= Pre-Hilalian Urban Arabic dialects =

Continuum of dialects of Arabic from North Africa

The Pre-Hilalian Urban Arabic dialects are a continuum of Arabic dialects native to North Africa. They constitute, along with the Pre-Hilalian dialects, the larger Maghrebi Arabic family, and result from the first phase of Arabization in the area - before the 12th century - as well as from the establishment of communities of refugees from Al-Andalus, whose languages were close to it.

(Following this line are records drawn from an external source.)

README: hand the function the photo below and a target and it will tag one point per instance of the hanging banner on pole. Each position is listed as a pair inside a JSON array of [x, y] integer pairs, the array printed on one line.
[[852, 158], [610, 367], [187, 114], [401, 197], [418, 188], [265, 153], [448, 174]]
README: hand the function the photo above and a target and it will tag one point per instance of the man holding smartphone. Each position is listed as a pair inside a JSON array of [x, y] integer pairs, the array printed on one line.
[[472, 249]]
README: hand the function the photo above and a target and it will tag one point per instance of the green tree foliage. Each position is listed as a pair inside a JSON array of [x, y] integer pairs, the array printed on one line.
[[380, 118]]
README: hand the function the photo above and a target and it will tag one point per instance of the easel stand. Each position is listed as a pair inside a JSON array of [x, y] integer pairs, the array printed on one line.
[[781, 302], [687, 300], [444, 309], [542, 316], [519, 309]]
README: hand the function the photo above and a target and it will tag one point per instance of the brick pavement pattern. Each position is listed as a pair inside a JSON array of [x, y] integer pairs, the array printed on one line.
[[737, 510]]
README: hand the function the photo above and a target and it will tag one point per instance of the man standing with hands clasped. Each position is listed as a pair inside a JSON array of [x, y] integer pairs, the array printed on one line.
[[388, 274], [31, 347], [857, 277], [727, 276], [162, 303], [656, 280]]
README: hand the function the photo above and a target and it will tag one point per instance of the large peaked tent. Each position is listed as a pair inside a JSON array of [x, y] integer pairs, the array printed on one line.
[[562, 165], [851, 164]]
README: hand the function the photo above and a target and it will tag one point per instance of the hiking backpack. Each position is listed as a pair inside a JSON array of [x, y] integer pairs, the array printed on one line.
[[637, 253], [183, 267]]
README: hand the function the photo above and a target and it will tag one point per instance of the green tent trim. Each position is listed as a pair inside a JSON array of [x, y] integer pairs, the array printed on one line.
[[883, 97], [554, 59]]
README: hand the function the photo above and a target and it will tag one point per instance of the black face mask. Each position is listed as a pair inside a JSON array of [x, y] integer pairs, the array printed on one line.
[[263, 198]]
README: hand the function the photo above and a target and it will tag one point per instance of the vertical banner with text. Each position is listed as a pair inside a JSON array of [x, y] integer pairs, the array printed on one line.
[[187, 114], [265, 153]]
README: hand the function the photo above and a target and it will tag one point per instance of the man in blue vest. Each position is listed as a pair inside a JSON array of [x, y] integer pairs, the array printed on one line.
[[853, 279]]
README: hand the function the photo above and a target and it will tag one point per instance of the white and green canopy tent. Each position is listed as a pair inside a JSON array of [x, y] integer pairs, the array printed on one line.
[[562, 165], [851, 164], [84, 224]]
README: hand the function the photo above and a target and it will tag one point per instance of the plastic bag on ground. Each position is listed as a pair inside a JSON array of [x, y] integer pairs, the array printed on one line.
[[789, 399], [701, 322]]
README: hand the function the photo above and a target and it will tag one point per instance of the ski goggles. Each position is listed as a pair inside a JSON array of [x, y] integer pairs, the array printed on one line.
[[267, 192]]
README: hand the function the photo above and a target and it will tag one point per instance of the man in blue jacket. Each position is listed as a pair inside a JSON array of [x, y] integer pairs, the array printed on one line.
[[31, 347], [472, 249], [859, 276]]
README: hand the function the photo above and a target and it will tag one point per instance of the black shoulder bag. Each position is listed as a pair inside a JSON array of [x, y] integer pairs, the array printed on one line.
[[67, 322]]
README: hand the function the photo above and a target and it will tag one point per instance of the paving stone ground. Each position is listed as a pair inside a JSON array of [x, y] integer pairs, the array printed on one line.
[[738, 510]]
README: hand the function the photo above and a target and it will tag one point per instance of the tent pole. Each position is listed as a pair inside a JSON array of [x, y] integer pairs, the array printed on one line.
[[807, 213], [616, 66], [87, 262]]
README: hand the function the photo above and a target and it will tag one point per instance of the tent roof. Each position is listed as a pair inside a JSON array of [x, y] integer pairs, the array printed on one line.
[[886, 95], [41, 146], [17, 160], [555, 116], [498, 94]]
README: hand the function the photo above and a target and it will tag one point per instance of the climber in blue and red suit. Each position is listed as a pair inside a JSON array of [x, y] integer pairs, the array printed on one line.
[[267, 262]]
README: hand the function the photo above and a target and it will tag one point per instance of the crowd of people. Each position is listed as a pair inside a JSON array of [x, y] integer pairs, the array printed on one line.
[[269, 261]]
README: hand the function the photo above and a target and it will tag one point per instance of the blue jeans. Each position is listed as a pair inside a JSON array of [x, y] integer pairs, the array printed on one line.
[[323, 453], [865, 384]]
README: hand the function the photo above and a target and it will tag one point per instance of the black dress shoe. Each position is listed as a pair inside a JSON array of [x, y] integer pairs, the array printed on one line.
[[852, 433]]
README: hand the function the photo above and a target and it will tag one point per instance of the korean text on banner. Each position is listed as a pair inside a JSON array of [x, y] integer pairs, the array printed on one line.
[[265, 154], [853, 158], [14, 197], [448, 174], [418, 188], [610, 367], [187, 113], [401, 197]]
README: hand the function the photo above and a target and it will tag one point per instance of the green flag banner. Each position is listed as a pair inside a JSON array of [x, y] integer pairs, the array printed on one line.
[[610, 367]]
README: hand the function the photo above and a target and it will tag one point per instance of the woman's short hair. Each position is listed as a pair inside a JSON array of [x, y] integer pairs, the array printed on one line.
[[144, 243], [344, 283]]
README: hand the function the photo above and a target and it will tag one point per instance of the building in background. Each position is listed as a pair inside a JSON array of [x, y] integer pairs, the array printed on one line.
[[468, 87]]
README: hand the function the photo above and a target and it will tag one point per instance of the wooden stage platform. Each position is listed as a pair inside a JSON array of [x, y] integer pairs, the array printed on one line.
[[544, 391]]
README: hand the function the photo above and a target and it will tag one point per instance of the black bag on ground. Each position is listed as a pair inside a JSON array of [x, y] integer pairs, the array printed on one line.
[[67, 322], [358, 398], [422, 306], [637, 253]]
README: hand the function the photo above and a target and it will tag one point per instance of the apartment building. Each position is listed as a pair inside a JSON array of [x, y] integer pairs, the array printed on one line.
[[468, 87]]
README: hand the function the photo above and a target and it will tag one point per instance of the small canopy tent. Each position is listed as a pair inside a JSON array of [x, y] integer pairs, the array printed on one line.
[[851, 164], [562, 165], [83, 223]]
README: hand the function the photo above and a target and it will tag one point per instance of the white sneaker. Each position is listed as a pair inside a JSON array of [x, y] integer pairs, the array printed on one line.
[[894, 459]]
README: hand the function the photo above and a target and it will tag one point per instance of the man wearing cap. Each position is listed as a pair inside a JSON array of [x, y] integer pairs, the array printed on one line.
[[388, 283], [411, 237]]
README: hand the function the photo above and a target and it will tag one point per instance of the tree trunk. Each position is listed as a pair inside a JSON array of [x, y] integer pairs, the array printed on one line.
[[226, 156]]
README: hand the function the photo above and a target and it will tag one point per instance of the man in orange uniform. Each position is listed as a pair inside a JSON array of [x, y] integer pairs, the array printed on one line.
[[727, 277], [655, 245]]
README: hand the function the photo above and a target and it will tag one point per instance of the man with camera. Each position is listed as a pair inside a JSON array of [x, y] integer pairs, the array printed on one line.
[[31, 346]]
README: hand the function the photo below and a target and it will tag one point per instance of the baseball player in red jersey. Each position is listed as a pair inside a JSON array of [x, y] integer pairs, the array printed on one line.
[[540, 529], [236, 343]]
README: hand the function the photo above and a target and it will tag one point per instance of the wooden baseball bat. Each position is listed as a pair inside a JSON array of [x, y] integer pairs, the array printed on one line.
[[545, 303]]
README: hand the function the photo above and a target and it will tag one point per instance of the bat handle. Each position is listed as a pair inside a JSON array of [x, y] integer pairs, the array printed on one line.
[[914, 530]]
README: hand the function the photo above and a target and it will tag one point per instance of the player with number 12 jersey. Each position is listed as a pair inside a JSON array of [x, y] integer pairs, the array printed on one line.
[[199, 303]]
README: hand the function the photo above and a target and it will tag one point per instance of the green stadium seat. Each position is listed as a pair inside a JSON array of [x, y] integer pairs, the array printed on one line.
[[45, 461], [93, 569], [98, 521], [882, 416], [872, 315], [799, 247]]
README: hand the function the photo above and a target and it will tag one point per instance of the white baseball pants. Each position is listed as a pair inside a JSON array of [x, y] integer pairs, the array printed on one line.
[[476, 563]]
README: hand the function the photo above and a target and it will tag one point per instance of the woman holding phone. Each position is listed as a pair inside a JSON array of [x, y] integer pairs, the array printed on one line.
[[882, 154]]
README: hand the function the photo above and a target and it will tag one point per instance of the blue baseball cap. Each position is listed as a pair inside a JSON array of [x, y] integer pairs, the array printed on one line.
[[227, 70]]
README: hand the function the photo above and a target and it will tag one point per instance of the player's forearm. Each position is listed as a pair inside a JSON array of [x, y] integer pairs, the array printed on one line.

These dialects are to be distinguished from modern urban koinés, the majority in cities, resulting from the establishment of populations of rural origin in the city and whose characteristics are mainly Hilalian.

Like all Pre-Hilalian dialects, the Pre-Hilalian Urban dialects belong to two distinct groups: a first group is related to Eastern Pre-Hilalian dialects (Constantinois, Tunisia and Tripolitania, corresponding to the old Ifriqiya), characterized by the preservation of three long vowels, while that the second group is related to Western dialects (Algiers, Oran and Morocco), characterized by the existence of two long vowels and having developed an indefinite article by combining the Arabic numeral waḥed (one) and the definite article el- (example : waḥed el-mra - "a woman", lit. "one the woman").